The Recycling Partnership recently announced its newest project, with Denver Public Works, to help the Colorado city boost diversion rates for aluminum and steel cans. The three-month program will be funded in part by a $240,000 grant from the national nonprofit.
Using a similar strategy to their other residential education pilots, staff from The Recycling Partnership will assist city workers in tagging carts with information cards along four routes. The campaign will also include mailers, signs and social media activity.
Before-and-after waste characterization data provided by Cascadia Consulting Group will help assess the pilot's effectiveness in increasing can diversion. According to a press release, any progress on raising the city's residential diversion rate from 20% to a goal of 34% by 2020 will be seen as a success.
This will be the first time The Recycling Partnership has brought its curbside education approach to bear specifically on capturing more of certain items in a recycling program, rather than keeping them out of it. Following early pilots in multiple Massachusetts municipalities last year the national nonprofit has expanded its efforts. As seen most recently in Atlanta and Chicago, this method has been more commonly used to reduce contamination from items such as plastic bags.

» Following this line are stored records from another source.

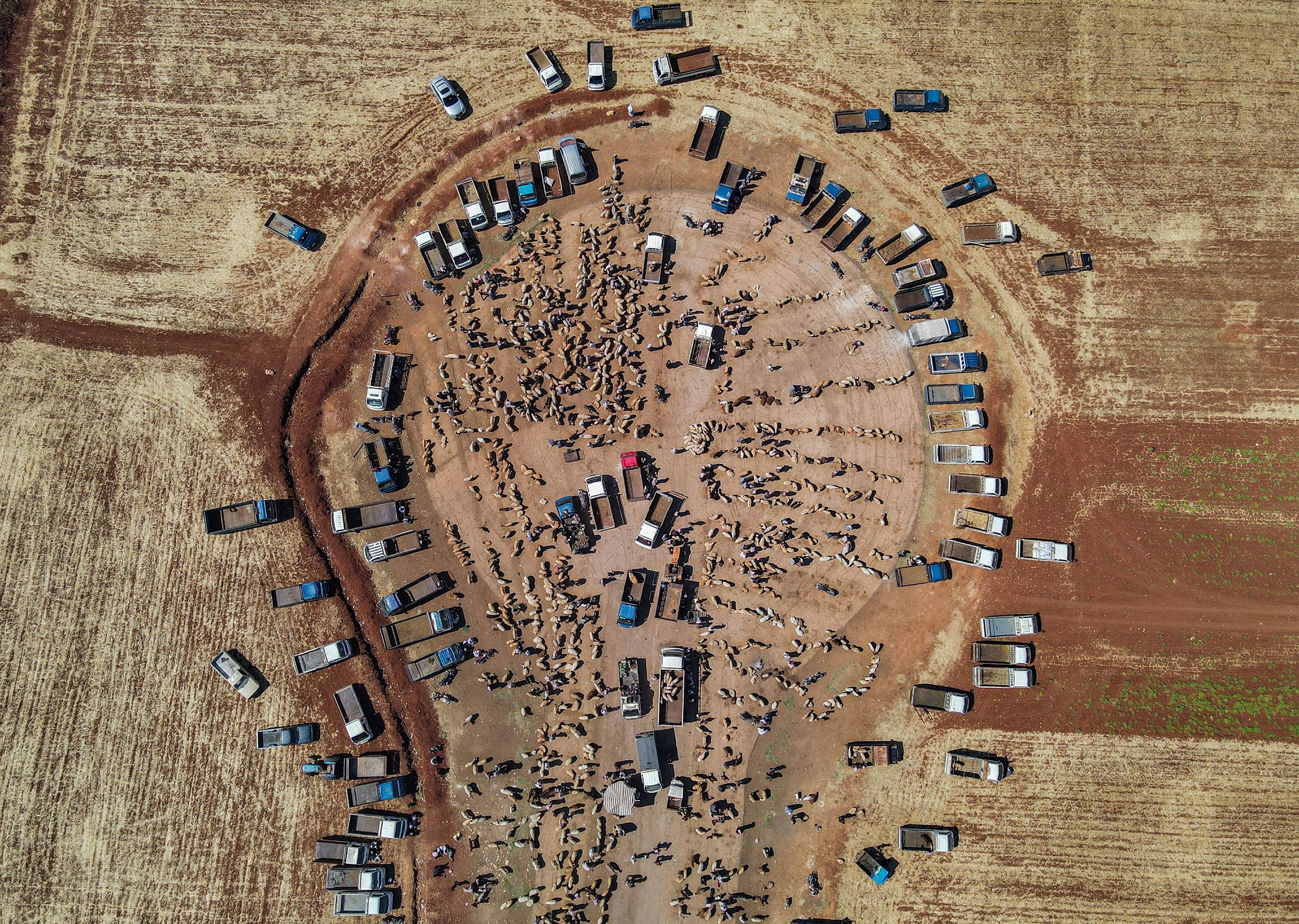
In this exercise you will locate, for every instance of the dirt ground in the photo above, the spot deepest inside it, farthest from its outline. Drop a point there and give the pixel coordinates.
(160, 347)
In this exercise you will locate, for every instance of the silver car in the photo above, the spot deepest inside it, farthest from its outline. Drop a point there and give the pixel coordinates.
(450, 99)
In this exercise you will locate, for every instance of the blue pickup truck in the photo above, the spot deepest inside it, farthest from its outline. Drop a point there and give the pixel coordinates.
(931, 572)
(307, 238)
(380, 458)
(967, 190)
(302, 593)
(920, 100)
(245, 515)
(728, 190)
(968, 393)
(659, 16)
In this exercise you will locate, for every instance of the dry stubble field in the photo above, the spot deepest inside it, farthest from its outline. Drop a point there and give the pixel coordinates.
(143, 149)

While the release noted that Denver's recycling stream may be cleaner than others, the city has been taking a lot of heat for its low diversion rate recently. Last year, local recycler Eco-Cycle and the Colorado Public Interest Research Group released a report calling it "abysmal." At the time, the city's residential diversion rate was just 18%. The city has since approved the purchase of thousands of new collection carts, including purple recycling models, to help standardize service and increase participation in their voluntary program. This is seen as a good step, though interest has also been shown for better recycling access in multi-unit buildings and expanded organics collection options.

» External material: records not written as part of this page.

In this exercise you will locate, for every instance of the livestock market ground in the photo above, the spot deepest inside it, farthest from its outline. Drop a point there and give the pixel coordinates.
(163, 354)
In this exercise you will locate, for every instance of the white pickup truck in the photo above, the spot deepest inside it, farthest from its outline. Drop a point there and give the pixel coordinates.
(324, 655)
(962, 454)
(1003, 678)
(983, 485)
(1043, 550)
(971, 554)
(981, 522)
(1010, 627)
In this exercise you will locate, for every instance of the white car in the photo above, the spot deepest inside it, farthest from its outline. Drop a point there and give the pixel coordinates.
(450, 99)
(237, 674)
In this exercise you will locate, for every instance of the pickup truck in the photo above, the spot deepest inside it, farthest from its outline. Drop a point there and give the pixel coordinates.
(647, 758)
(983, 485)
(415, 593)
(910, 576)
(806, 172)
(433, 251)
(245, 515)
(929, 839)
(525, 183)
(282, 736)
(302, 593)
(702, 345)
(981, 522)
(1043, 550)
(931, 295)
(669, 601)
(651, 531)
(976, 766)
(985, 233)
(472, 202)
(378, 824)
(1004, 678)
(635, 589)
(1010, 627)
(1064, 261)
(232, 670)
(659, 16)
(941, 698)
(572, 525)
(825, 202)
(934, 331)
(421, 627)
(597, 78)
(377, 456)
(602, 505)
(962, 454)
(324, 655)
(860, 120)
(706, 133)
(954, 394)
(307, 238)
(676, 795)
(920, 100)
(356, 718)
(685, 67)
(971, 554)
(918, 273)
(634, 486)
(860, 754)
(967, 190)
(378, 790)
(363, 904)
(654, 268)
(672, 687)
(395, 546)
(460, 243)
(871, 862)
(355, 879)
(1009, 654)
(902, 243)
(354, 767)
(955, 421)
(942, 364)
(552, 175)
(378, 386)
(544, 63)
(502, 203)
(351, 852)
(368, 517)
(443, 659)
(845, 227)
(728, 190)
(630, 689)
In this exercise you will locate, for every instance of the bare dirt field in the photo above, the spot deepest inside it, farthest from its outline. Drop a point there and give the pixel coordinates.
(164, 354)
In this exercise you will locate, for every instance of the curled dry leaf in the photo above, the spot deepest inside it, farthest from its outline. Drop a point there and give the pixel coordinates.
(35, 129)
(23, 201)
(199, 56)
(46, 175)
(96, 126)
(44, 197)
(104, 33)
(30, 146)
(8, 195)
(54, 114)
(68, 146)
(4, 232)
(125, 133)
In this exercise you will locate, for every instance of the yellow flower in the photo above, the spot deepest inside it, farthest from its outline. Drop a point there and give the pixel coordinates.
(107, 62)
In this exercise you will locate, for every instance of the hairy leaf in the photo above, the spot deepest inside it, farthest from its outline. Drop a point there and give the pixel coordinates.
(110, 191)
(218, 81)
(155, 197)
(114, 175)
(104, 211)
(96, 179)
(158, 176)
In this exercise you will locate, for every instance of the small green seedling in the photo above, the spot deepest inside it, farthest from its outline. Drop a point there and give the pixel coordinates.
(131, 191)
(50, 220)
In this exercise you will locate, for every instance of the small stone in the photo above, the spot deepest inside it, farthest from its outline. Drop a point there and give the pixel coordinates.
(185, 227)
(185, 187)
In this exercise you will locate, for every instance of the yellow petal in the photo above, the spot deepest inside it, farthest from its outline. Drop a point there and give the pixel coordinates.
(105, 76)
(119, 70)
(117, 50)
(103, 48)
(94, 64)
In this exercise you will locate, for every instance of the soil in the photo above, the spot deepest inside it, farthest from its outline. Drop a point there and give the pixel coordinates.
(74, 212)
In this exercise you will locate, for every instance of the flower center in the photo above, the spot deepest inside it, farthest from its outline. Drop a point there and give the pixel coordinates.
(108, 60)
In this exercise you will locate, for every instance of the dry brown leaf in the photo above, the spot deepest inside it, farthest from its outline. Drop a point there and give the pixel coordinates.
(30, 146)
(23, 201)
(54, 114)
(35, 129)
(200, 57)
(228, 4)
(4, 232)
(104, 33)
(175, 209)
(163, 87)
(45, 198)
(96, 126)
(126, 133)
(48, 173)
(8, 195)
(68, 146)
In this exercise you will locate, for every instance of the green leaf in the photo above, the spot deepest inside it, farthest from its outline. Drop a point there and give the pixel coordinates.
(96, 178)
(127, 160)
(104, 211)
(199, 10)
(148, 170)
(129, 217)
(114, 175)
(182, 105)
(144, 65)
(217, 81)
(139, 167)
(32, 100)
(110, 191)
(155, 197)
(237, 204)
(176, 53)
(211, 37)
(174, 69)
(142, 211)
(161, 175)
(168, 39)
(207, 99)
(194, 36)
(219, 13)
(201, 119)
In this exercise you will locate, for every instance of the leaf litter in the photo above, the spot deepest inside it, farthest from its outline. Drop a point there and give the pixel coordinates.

Because of its location near cheap landfills, Denver hasn't been able to justify a full-scale organics push yet. Though the stable prices and theoretically limitless recyclability of aluminum or steel cans make them a safer place to start. According to the Environmental Protection Agency's most recent data, the average national recycling rate is close to 71% for steel cans and 55% for aluminum. The fact that Colorado doesn't have a bottle bill also means there won't be competition for these cans and less of an excuse for residents to not just put them in their purple carts.